It was to develop smoothed height and weight percentiles for boys and girls with IDs between 7 and 17 years old.

Methods

The sample consisted of 1,047 young people (645 boys and 402 girls; 7–17 years old) with ID. A total of 4,059 measurements (height: n = 2,041; weight: n = 2,018) were retrospectively obtained from the period between 2013 and 2018. Smoothed height and weight percentiles were developed using the LMS method. Local and global diagnosis of percentiles were evaluated with Q statistics and detrended Q-Q plots.

Results

Percentiles (5, 10, 25, 50, 75, 90, and 95) for height-to-age and weight-to-age were developed with satisfactory modeling in boys and girls between 7 and 17 years old. Boys showed a linear trend in height up to 11 or 12 years old, an increment from 13 to 15 years old and a deceleration from 15 or 16 years old. For the girls, height was linear between the ages of 7 and 11, followed by a deceleration from the age of 12 and without substantial changes from the ages of 15 to 17. Regarding weight, girls showed a linear trend of weight gain until the age of 13 and deceleration at the age of 14 or 15. Boys, however, showed a linear tendency to gain weight from 7 to 17 years old.

Conclusion

The height and weight percentiles developed in this study can help monitor the growth of young people with ID.

Keywords:

Body weight

Body height

Growth and development

Growth disorders

Children with disabilities

Full Text

Introduction

Intellectual Disability (ID) is a condition characterized by limitations in cognitive functioning and adaptive behavior, manifesting before the age of 22, bringing several losses to the individual's full participation in society.1 ID occurs in around 1 to 3 % of the population, with a higher occurrence in young males, in low-income countries.2 According to data from the 2010 Demographic Census, there are at least 2.6 million (1.4 %) people with ID in Brazil.3 More recent data indicate that the occurrence of children with ID is equivalent to 0.85 %.4

Studies indicate a greater risk for physical and mental disorders, premature mortality and potentially preventable deaths among individuals with ID.5-7 In the population of children with ID, evidence suggests a greater risk for growth disorders and overweight.8 More specifically, studies suggest that young people with ID have smaller height and greater weight compared to young people without ID.9,10 However, there is a lack of data regarding growth patterns in the population of children with ID.
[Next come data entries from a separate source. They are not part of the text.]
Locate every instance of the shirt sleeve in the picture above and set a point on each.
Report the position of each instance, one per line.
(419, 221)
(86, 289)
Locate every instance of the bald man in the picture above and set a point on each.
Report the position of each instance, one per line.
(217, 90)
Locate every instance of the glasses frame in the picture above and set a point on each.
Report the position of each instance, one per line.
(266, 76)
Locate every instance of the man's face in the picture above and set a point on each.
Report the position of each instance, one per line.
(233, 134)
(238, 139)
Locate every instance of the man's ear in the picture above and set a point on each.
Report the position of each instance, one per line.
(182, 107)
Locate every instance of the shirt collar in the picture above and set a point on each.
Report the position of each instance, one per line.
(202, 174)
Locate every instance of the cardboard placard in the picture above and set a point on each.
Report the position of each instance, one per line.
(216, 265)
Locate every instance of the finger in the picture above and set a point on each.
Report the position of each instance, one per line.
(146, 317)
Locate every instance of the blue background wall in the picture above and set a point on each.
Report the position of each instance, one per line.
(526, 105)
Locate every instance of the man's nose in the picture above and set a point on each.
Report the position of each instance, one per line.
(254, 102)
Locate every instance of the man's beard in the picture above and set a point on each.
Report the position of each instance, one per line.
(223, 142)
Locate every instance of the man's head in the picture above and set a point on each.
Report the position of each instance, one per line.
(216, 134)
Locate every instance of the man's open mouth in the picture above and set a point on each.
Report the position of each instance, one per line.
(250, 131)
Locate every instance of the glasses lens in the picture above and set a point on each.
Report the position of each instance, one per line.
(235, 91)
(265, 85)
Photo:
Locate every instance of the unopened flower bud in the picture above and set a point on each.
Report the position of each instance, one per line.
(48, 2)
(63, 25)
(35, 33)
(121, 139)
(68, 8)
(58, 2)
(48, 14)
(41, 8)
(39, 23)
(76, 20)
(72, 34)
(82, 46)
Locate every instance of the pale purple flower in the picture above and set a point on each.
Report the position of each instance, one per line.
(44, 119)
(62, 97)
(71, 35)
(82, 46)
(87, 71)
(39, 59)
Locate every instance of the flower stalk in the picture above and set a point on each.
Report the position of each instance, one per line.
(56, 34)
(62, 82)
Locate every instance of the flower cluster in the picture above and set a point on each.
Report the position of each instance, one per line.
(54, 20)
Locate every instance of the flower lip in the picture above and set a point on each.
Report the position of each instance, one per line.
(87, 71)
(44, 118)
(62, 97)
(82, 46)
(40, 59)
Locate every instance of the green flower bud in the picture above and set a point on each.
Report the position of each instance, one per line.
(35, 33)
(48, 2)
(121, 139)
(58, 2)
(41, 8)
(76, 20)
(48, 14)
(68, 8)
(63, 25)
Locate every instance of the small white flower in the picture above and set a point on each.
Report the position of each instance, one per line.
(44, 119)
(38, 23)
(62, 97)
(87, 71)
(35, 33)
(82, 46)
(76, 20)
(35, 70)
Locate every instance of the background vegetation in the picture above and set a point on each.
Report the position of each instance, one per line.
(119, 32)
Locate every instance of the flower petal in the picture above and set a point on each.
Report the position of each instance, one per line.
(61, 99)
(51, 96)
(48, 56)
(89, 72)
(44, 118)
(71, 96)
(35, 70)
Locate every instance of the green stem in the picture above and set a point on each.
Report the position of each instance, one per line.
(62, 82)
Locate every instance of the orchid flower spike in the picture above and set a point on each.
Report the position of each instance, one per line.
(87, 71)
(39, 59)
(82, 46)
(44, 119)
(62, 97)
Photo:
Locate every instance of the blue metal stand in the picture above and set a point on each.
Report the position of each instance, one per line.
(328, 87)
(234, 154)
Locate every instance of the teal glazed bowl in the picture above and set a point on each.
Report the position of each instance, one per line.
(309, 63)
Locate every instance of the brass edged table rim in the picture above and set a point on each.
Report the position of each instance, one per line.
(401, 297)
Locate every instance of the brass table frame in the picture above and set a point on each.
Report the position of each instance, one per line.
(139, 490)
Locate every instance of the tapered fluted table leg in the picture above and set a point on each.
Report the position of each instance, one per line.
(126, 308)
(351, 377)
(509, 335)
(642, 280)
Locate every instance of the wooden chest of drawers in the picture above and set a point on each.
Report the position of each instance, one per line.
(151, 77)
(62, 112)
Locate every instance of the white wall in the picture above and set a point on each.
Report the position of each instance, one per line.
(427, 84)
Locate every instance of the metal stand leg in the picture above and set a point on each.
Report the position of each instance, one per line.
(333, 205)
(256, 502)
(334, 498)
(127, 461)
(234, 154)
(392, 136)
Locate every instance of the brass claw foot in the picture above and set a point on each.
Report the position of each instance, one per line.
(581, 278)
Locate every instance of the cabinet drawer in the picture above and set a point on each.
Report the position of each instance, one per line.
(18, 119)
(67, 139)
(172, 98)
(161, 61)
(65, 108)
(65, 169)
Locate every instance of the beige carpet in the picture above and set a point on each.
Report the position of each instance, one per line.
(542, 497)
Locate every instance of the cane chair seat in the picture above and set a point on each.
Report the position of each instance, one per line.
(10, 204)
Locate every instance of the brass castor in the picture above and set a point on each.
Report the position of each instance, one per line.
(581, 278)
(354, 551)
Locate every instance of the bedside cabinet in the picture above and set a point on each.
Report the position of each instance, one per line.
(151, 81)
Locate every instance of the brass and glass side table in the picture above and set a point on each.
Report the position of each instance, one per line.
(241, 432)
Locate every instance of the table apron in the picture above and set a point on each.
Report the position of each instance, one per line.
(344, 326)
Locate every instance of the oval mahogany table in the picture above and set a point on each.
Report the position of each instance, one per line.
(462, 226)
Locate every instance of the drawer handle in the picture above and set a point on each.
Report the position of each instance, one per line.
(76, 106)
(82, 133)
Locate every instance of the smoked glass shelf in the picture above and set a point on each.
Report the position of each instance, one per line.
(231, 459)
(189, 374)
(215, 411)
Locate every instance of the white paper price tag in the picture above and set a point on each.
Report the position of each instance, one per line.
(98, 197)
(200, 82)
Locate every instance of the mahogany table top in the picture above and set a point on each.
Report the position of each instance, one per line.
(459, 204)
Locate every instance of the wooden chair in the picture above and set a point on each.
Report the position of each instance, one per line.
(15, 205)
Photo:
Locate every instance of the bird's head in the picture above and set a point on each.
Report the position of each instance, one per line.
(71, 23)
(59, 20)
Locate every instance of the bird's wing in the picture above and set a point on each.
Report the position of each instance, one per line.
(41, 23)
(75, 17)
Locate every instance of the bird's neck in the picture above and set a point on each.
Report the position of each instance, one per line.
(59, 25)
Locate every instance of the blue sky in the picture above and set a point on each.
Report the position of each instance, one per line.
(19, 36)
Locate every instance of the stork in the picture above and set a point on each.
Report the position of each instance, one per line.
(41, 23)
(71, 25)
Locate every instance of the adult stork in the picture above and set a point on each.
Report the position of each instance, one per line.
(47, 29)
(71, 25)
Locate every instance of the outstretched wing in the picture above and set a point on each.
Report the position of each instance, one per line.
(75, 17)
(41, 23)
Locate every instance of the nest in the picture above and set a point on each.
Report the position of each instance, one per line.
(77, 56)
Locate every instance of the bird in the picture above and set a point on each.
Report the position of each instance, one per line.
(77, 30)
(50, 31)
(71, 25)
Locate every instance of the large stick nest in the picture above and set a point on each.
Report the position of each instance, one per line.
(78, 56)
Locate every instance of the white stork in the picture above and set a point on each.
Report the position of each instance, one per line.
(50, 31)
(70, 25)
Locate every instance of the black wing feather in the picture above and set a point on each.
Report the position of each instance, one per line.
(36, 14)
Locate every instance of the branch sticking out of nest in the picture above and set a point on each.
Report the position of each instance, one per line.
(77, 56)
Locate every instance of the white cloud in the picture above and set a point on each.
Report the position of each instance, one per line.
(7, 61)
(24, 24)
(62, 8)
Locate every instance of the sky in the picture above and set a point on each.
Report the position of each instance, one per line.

The absence of specific reference values has resulted in the development of national references for growth in the population with ID. However, the charts were developed for children with ID associated with genetic conditions, such as Down,11 Willians,12,13 Rett,14 Rubinstein-Taybi,15 Prader-Willi16 syndromes, among others.

Genetic conditions are associated with lower height and weight compared to the general population of young people with ID,10 which may result in overestimated growth values for young people with ID without associated genetic conditions. The development of height and weight percentiles should help in the construction of specific growth trajectories in the population with ID in order to guide public policies to prevent growth disorders in young people with ID.

Growth is a fundamental indicator of health and social development.17 To this end, growth charts have been developed and used to monitor height and weight in children.18-20 The charts are essential components for evaluating the general health status of the population. However, reference values used for children in the general population may be inadequate for monitoring the growth of young people with ID.21

The aim of the present study was to develop smoothed height-to-age and weight-to-age percentiles for Brazilian children and adolescents with ID, aged between 7 and 17 years.

MethodsSample

It contains individuals with ID of both sexes, aged between 7 and 17 years, from 45 cities in the State of Sao Paulo, Brazil. Young people with recognized genetic conditions, cerebral palsy, or severe physical disabilities were excluded from the study. The study was approved by the Research Ethics Committee (assessment n° 3.419.135) for the use of clinical records.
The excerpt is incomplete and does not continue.